Arcade beat ’em ups hold a special place in gaming history (and mine as well). Double Dragon, Streets of Rage, Battletoads…..many of them have achieved a cult status by now. Since Steam introduced Greenlight, we have seen a revival of many familiar genres from the early days of gaming. Despite that, I have yet to find a good new beat ’em up release. Samurai Riot looks like a good candidate for that, so let’s dive in deeper to see what’s under the hood.
The story begins by introducing us to two playable characters in the game, Tsurumaru and Sukane. Tsurumaru is your typical samurai with a sword and ability to throw grenades (kinda out of character for a samurai but oh well). Sukane seems to be a bit faster compared to Tsurumaru and also has a cute pet fox that can distract and pull enemies, giving you the opportunity to easily line up your combo on them. Sukane informs our grand master that she failed to infiltrate the rebel cell so he sends them both to kill the chieftain of the cell. In other words, forget stealth and go full carnage instead. To be fair, the story was never an important aspect of these games so let’s focus on the next segment where the game is really supposed to shine.
As we defeat waves of enemies and continuously move to the right, we have a couple of attacks at our disposal. To get the most of them, the first thing you should do is to pause the game and check the combo list. There is no tutorial of any kind in the game whatsoever, so unless you go there you’ll miss out on some useful combo combinations. The first couple of enemies are pretty simple, they poke and hit you but pretty soon you’re introduced with a lot of new ones that can guard, charge at you and some even shoot! As much as enemies are diverse, I can’t say the same for the attacks of your character. Despite a couple of special moves and grabs, the best strategy seems to be circling around enemies to trick them into grouping together and then just spam the attack button. The only move that it is powerful as much as it is handy is the special co-op one. But here is the thing, it’s only available in co-op (well, duh) which wouldn’t be the issue if the game had the option of online co-op. However, the local co-op option is all that’s available to us.
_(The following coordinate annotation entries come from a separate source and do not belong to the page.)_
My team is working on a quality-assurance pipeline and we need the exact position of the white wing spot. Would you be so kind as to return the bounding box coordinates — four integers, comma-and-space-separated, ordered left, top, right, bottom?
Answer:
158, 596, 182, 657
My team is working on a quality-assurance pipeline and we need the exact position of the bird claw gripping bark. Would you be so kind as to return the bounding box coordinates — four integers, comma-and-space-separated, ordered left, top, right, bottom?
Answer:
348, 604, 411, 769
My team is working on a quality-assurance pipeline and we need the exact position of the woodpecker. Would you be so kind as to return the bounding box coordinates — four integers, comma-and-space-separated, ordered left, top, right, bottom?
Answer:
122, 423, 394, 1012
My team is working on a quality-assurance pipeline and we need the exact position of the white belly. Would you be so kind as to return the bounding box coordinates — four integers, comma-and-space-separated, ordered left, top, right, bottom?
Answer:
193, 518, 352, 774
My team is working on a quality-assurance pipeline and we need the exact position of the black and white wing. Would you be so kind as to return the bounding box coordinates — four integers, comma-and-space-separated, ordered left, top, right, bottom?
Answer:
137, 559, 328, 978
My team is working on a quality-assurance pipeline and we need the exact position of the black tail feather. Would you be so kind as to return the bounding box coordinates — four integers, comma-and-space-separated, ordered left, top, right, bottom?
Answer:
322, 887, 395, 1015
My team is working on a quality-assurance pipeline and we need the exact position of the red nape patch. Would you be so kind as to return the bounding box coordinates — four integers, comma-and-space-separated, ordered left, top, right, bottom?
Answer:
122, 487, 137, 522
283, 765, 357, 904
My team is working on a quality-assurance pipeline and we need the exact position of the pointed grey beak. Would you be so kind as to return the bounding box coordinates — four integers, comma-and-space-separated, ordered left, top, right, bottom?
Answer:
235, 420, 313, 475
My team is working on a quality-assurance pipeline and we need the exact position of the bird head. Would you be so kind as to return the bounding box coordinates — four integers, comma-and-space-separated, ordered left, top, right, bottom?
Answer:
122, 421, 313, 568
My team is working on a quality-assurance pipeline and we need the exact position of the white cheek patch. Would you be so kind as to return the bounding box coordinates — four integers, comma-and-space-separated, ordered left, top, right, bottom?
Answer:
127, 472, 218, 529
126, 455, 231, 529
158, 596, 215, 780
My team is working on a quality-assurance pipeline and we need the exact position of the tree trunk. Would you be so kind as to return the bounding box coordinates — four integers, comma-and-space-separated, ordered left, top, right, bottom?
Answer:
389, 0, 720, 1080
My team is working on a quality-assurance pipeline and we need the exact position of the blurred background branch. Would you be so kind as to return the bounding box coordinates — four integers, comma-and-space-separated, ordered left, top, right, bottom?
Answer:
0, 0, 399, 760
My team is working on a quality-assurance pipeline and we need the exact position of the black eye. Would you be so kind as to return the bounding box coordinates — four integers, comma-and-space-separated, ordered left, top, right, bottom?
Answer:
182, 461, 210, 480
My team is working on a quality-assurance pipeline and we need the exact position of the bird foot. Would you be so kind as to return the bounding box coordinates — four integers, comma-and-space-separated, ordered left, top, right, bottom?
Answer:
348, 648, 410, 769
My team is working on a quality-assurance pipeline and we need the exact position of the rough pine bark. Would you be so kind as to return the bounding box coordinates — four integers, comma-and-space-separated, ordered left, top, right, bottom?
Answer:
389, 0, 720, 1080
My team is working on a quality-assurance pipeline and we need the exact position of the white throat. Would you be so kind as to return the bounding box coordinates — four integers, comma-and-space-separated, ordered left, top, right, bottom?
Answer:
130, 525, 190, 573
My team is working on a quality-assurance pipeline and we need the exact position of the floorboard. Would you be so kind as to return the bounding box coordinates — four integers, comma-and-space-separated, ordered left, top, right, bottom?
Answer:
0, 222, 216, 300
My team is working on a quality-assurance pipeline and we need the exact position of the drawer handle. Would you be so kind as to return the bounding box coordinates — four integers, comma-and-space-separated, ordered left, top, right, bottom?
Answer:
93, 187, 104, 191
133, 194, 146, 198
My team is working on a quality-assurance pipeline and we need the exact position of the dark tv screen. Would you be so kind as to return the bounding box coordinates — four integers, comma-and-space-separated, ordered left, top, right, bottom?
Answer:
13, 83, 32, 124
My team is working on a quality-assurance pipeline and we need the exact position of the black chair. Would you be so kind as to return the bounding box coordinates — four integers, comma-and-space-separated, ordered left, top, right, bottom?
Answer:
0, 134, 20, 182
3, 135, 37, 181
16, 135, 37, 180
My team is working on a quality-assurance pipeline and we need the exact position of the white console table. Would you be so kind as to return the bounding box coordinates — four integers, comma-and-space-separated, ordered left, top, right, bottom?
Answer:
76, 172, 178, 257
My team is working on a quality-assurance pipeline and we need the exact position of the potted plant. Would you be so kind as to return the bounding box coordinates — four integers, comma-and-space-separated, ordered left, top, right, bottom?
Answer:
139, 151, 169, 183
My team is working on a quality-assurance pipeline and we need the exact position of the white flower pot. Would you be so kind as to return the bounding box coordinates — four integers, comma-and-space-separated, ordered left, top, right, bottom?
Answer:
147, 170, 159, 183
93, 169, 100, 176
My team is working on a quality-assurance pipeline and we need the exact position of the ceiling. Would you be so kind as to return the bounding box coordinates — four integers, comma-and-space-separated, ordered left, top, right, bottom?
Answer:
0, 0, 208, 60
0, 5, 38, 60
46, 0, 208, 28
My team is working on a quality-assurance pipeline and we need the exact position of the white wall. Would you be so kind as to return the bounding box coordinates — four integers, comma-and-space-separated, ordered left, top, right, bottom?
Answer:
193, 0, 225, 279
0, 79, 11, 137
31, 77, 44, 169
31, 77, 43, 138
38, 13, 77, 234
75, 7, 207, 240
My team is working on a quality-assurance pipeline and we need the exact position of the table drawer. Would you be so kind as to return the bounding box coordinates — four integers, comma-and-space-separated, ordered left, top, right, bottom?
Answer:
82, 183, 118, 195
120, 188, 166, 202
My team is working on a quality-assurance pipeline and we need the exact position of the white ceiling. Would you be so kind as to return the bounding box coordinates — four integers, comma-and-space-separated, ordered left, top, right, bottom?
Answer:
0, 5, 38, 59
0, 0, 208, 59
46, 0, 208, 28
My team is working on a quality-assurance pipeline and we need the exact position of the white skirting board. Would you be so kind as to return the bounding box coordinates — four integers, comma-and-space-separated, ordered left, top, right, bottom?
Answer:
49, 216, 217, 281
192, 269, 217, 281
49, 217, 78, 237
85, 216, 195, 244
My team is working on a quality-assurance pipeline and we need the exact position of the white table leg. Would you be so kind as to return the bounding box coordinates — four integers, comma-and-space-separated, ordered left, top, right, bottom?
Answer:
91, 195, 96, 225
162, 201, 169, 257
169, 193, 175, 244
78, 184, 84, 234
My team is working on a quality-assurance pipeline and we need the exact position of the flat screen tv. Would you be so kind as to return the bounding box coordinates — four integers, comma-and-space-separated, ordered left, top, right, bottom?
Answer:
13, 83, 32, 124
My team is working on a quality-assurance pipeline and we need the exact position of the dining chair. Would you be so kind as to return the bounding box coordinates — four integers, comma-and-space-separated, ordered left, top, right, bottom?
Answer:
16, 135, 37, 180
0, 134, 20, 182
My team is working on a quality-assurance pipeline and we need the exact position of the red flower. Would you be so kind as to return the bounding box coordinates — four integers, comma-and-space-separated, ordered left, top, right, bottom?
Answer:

There are a couple of things that add a bit of a replay value to Samurai Riot. A bit later we get to choose from one of the many branching paths in the game that will impact the next stages and most importantly – endings. We also have a bunch of fighting schools we can pledge our allegiance to when we select our character. One gives us the ability to double jump, another adds one extra life and another one health. More fighting schools are unlockable later from the money we earn by defeating enemies. Then again, replay value doesn’t mean much when the core gameplay seems so repetitive.
Art direction of Samurai Riot is a shining aspect of it, if not the only one. As you progress through the first stage alone, it’s clear that a lot of effort went into crafting the background and visuals of every level. Up close drawings of characters and some boss designs are simply outstanding. If you manage to force yourself through the waves if simplistic combat, you will be well rewarded with some nice screenshot material.
When I got to this part, I had to start up the game again to remind myself if there is any music at all (despite playing it for quite a bit by then). But yeah, there is actually some. Through your fist & blade rampage, you are accompanied by some uplifting Nujabes-like tunes and they’re not bad at all. The only issue is that most of them are drowned in sounds of kicks and punches (which explains why I was barely aware of any) so you might wanna lower the sound effects volume since there isn’t anything notable about them.
There is a lot of promise behind Samurai Riot but that’s what most of it ends up being. Promises. With a bit of polishing of the combat system and an inclusion of online play, this would end up being a really fun time killer. It is a shame since I can tell that a lot of love went into the creation of Samurai Riot. A few aspects of the game ended up being rather satisfying but sadly not the most important one – gameplay.